In the light of this fact, it's quite baffling to understand the rationale behind England choosing to bat first. "We batted first as the track looked quite flat and it was likely to assist spinner later. With two spinners in the side, we had to bat first," said England skipper Kevin Pietersen.
India, on the other hand, had a completely different strategy. "After observing the weather yesterday, we knew that the match might get disrupted and we prepared accordingly. We would have opted to field even if we had won the toss," said India coach Gary Kirsten.
India's coach also refused to be apologetic about the manner in which victory was achieved. "We played by the rules and won. I don't think the umpires could have arrived at any other conclusion," said Kirsten.
England, though not too vociferously, did air their disappointment and said that certain things could have been done differently. Pietersen said they tried to argue with the umpires to shorten the break. But then, he himself said, the ICC rules don't allow such a shortening, in the circumstances.
Besides, Peitersen also didn't sound happy with the fact that lights can't be switched on to complete the match. "I think the authorities need to look into it. They will need to go back to the drawing board and will need to change things for the sake of the game," he said.

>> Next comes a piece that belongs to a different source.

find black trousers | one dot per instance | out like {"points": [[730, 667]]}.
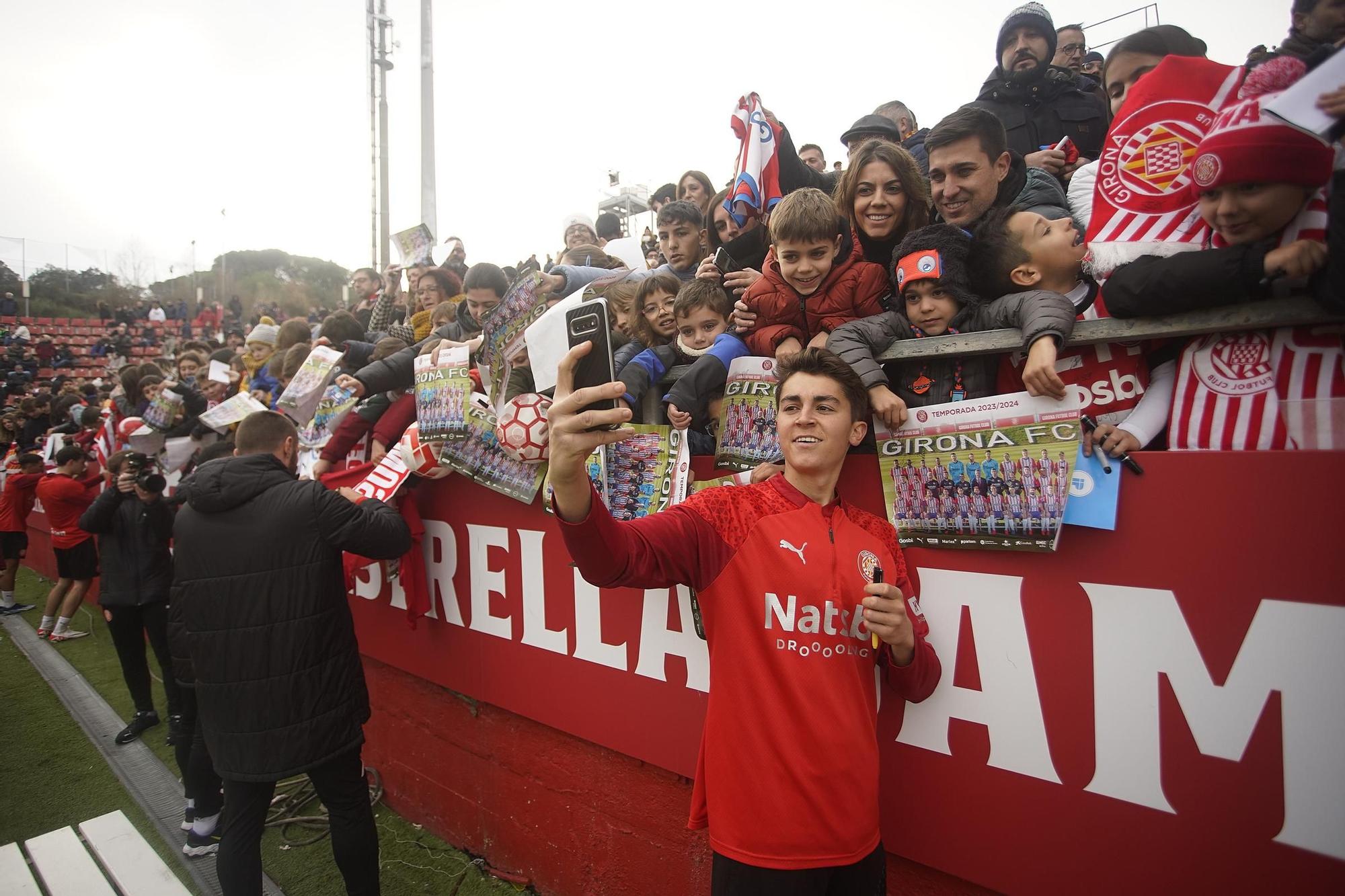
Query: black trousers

Continuing, he said Guwahati ODI could meet the same fate. "Guwahati is further east and although we have a half-an-hour early start, I don't think it's going to help much. The authorities do need to take a look in there," he said.
No matter how much one would like to agree with him on the issue, the rules are very clear. If the two teams fail to come to an understanding on the use of the lights, in the playing conditions, before the start of the series, the lights can't simply be switched on as and when needed. And to reach an agreement on lights there need to be lights at every match venue in the first place, for the sake of consistency, and this is not always the case. And so, while it's easy to say "the lights should have been switched on," that's being simplistic both teams know this.
All said and done, one can say that even when it came to dealing with the possibility of bad light, India outwitted England.